Add halved bok choy to fragrant noodle broth for 5 to 8 minutes or until tender
Chinese broccoli is very similar to the long stemmed varieties of broccoli such as purple sprouting or Tenderstem. Drop into boiling salted water for 3 to 4 minutes until a knife inserted into the stem has just a little resistance. You could then simply dress it and serve, or stir fry for a minute with some garlic and ginger.
Blanch in salted water for 3 minutes and stir fry with a few tablespoons of our organic black pepper sauce for a fragrant, spicy side dish.
Somewhere between a lettuce and a cabbage, Chinese leaf is also a member of the brassica family. Used both cooked and raw, it has a sweet nutty flavour and remains surprisingly crisp when cooked. Blanched in stock before stir frying, Chinese leaf soaks up all the flavour of the stock but without going soggy.
Use as a crunchy fresh base for this Thai Beef Salad.
Choi sum is somewhere between bok choy and Chinese broccoli. It has the soft leaves of bok choy, with long tender stems. The flavour is mild and the texture like spinach. Eaten cooked, it can chopped and stir fried. or added to broth for a few minutes before serving.
Stir fry with strips of fresh ginger and season with a splash of Japanese soy sauce.
Related to choi sum, mustard greens are shaped like a romaine lettuce but has frilly edges like kale. You can use mustard greens pretty much like kale. Slice or shred and drop into fragrant soup, or blanch in boiling water for a few minutes before stir frying.
Blanch or stir fry until tender and drizzle with dressing made from 1 tbsp sesame oil, 1 tbsp soy sauce, 2 tsp rice vinegar, and 1 tsp sugar. You could add a dash of chili sauce to turn up the heat.
Some useful additions to Asian greens
Whilst not really greens, these green vegetables can add colour, texture and flavour to your Asian food and offer more ways of bringing a bit of green to your plate.
Found in Asian grocery stores, these are long green beans. Similar to french beans (aka green beans), they can be cooked in the same way. Drop into a pan of boiling salted water and blanch for 3 to 4 minutes or until tender crisp.
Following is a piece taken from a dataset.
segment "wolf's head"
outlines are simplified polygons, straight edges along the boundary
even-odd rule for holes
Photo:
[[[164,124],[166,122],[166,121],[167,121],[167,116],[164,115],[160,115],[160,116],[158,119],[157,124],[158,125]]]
Serve simply tossed in soy sauce, or stir fry with aromatics such as ginger or chili. Conversely, if you find snake beans in a recipe, you can switch them out for green beans.
Sugar snap peas and mangetout
Essentially varieties of peas that are eaten with the pod, sugar snap peas and mangetout are great for stir fries as they cook so quickly whilst retaining their crunch. They have a lovely sweet flavour, with a slightly bitter edge of green.
Chinese chives and spring onions
Chinese chives are more robust than your average chive, and have a strong flavour of garlic and leek. Used as an ingredient rather than a herb, they will stand up to heat and can be blanched for a few minutes before adding to a stir fry. Often served alone simply as a vegetable, but also tossed liberally into scrambled eggs. You could add Chinese chives as a milder alternative to garlic.